As I understand it, that’s how psychological projection works. We don’t project things of which we are fully consciously aware onto other people or pets. We project what our subconscious knows to be issues of which our conscious egos are blissfully unaware. Or maybe our conscious mind has a dim sense that there’s an issue but suppresses it because it can’t face admitting the issue and dealing with it in a constructive way. Until that day when Jake died I thought I had grieved the losses of my life reasonably well. In truth I hadn’t, so I projected unresolved grief onto good old Jake. Thank you Jake for having been such a good companion and friend and for being there to receive my projected grief of which you knew nothing.  

An unhealthy projection of personal issues and inadequacies is going on in our public life today much as it went on with me in those two incidents I just described. One person is doing it, Donald J. Trump, for inexplicable reasons President of the United States of America. Essentially every time he says something negative about another person, which he does all the time, he is projecting his own mostly unconscious awareness of his own limitations and failings onto that person. He calls Vice President Biden “sleepy Joe.” Trump is one of the least active, least engaged presidents this country has ever had. He calls Biden intellectually dull. Trump may have a bachelor’s degree in economics from the Wharton School, but it’s hard to imagine how he got it. He is not intellectually curious. He doesn’t read. In public at least he doesn’t ask intelligent questions. Joe Biden may not be any kind of genius, but he isn’t intellectually dull. Trump is. Trump calls Speaker of the House Nancy Pelosi “nasty.” Pelosi can be as tough as they come, but surely no one has been nastier when doing business than Donald Trump. Just ask his former fixer Michael Cohen.

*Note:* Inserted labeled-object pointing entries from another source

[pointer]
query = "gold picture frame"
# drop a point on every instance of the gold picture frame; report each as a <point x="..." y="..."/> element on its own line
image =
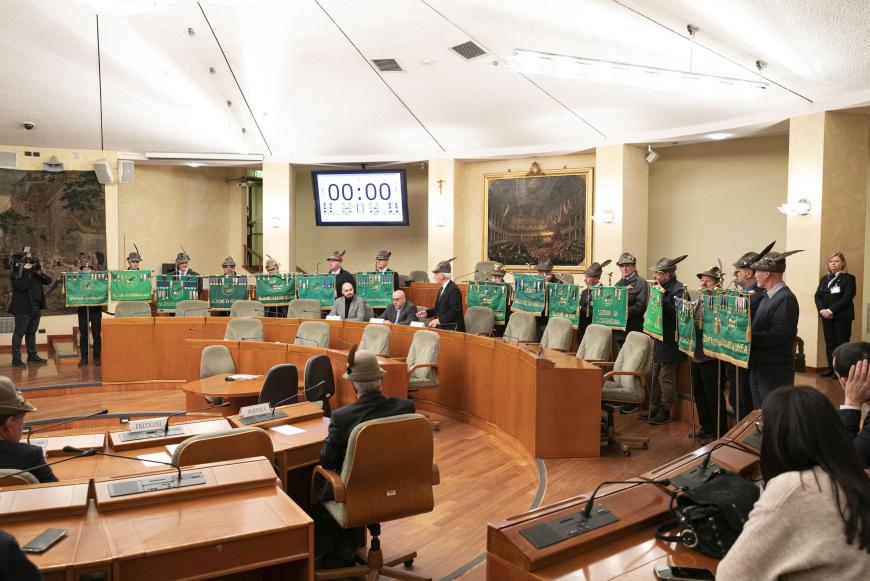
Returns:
<point x="541" y="214"/>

I am sure there are more examples out there, but these will do to make the point. Donald Trump has lots of unresolved psychological issues that he projects onto other people. He does it so often that we can pretty much assume that whatever negative thing he says about another person is more true of him than it is of the other person whom he has slandered. It is not good for any person to be as psychologically unhealthy as Donald Trump appears to this layman to be. It is enormously unhealthy to have a president who is as psychologically unhealthy as Trump appears to me to be. We have a chance to get rid of him on November 3, 2020. Let’s make sure we do.